Hover each part of the microVM to see what the host can do at that seam: egress proxy, vsock telemetry, snapshot fork, observability mount

Runtime alternatives worth watching

Bubblewrap: unprivileged user-namespace sandboxing. A non-root user can spin up a sandbox without sudo, using the same kernel primitives Flatpak uses to confine desktop apps. Lighter than a VM, still shares the host kernel, so it's not a substitute for microVMs against truly untrusted code. But it's a great nested-isolation layer to run inside a microVM, or a fine choice for trusted-ish code on your own host.
V8 isolates: Cloudflare Workers' model. Each isolate is a separate JS execution context with its own heap, all sharing a single V8 process with potentially thousands of other tenants. Startup is ~5ms, two orders of magnitude faster than a microVM. The trust boundary is V8's own sandbox; historically it's held up well, but it's a much thinner line than a hypervisor's. The other catch: you only get Node-flavored semantics. No fork, no exec, no native modules, simulated filesystems. Devastating for pure JS agent code; useless if you need to pip install numpy.
gVisor: Google's user-space kernel in Go. Strong isolation without nested virt (a guest VM running inside another VM, which most cloud providers disable by default; gVisor doesn't need it, so it works in GKE out of the box). Pays ~10–30% on syscall-heavy workloads. A solid middle ground when hardware virt isn't available.
WASM sandboxes (wasmtime, wasmer): deterministic, small, fast, but the ecosystem is shallow. WASI (the standard syscall API for WASM) is maturing. Not a drop-in target for "run this arbitrary Python/Node binary" yet.

Drag the sliders: startup time, memory overhead, attack surface, syscall compatibility, and where each runtime sits.

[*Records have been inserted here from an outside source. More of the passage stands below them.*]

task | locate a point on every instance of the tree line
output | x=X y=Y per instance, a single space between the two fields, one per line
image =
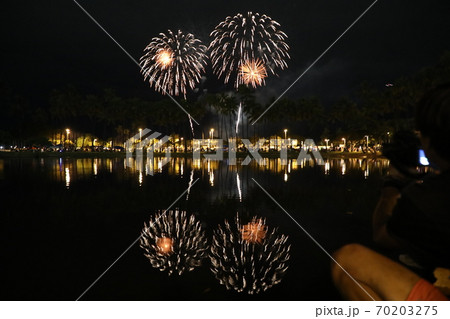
x=106 y=116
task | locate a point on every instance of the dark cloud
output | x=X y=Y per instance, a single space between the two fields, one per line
x=47 y=44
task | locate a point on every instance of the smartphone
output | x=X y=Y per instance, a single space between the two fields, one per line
x=423 y=160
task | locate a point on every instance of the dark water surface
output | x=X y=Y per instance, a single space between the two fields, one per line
x=65 y=221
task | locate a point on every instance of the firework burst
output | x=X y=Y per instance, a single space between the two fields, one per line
x=247 y=38
x=249 y=258
x=174 y=62
x=174 y=242
x=252 y=73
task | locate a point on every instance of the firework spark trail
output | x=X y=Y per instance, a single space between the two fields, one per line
x=175 y=61
x=191 y=179
x=238 y=182
x=247 y=38
x=239 y=117
x=192 y=126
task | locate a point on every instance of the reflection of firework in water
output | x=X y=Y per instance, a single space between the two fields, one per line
x=252 y=73
x=249 y=257
x=174 y=62
x=244 y=38
x=174 y=242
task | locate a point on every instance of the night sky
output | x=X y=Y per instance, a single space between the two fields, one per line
x=49 y=44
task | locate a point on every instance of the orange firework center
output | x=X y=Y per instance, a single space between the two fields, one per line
x=165 y=245
x=254 y=232
x=252 y=72
x=164 y=58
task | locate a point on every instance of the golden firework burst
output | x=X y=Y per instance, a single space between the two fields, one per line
x=165 y=245
x=254 y=232
x=252 y=73
x=164 y=58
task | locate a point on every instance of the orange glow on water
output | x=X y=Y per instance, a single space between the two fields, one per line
x=254 y=232
x=165 y=245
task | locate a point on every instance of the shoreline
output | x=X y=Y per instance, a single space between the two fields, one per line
x=291 y=155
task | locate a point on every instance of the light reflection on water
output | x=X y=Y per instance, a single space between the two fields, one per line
x=219 y=175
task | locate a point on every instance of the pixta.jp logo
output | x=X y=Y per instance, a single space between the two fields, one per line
x=211 y=149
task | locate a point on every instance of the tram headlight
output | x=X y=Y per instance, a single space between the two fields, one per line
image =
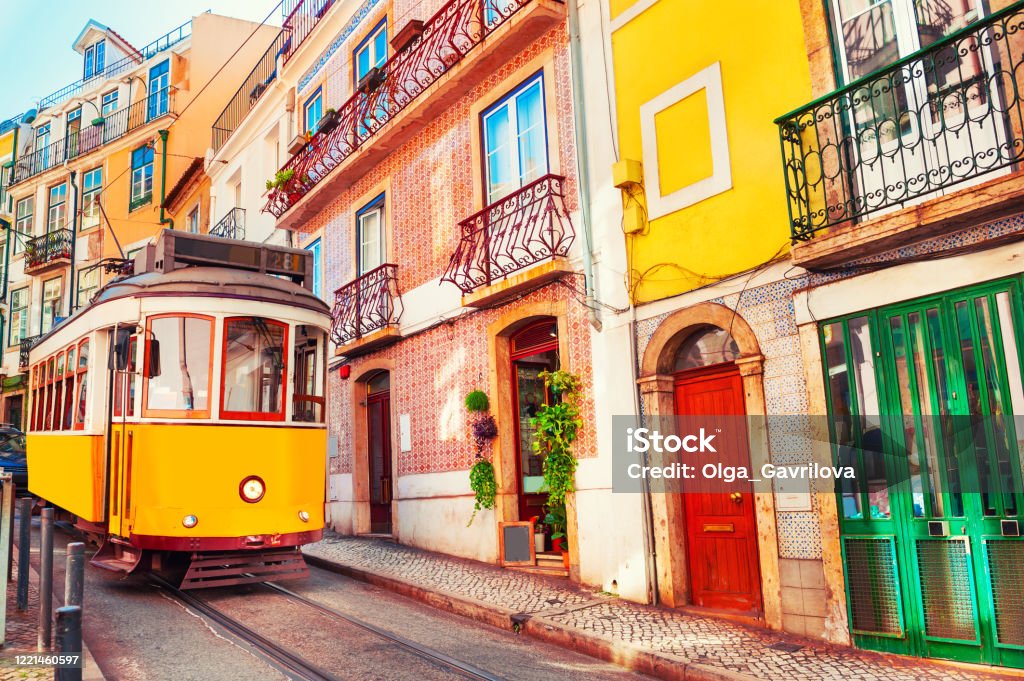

If you're building for untrusted general-purpose code: Firecracker (or Cloud Hypervisor, a similar VMM/virtio design). If you're building for known JS workloads: V8 isolates. Everything else is a specialized answer to a specialized question.

The bigger picture

Firecracker took one of the oldest ideas in computing, a virtual machine, and deleted enough of it to make it cheap. It's betting that hardware-enforced isolation is worth it if you can make it fast enough.

That bet was always going to pay off for serverless. What's changed is that the "untrusted multi-tenant code" workload has grown from "a web function I don't want to sandbox" to "an agent generating arbitrary commands that might touch prod." The perimeter moved and the tolerance for shared-kernel escapes went from "acceptable risk" to "unshippable."

And it did. It's a Rust binary, 50,000 lines long, that talks to /dev/kvm.

Containers package software. MicroVMs isolate it. The interesting engineering of the next decade is everything you wrap around the box.

→ Kyle

Footnotes

1.
For the formal threat model and a hardening checklist, see NIST SP 800-190 and the OWASP Docker Security Cheat Sheet. Kernel CVEs in shared namespaces drive the rest of the story.
2.
The Firecracker NSDI '20 paper by Agache et al. is the canonical reference: threat model, design decisions, and production lessons from running Lambda on it (hyperthreading bugs, memory ballooning tradeoffs, snapshot semantics). Worth reading cover to cover.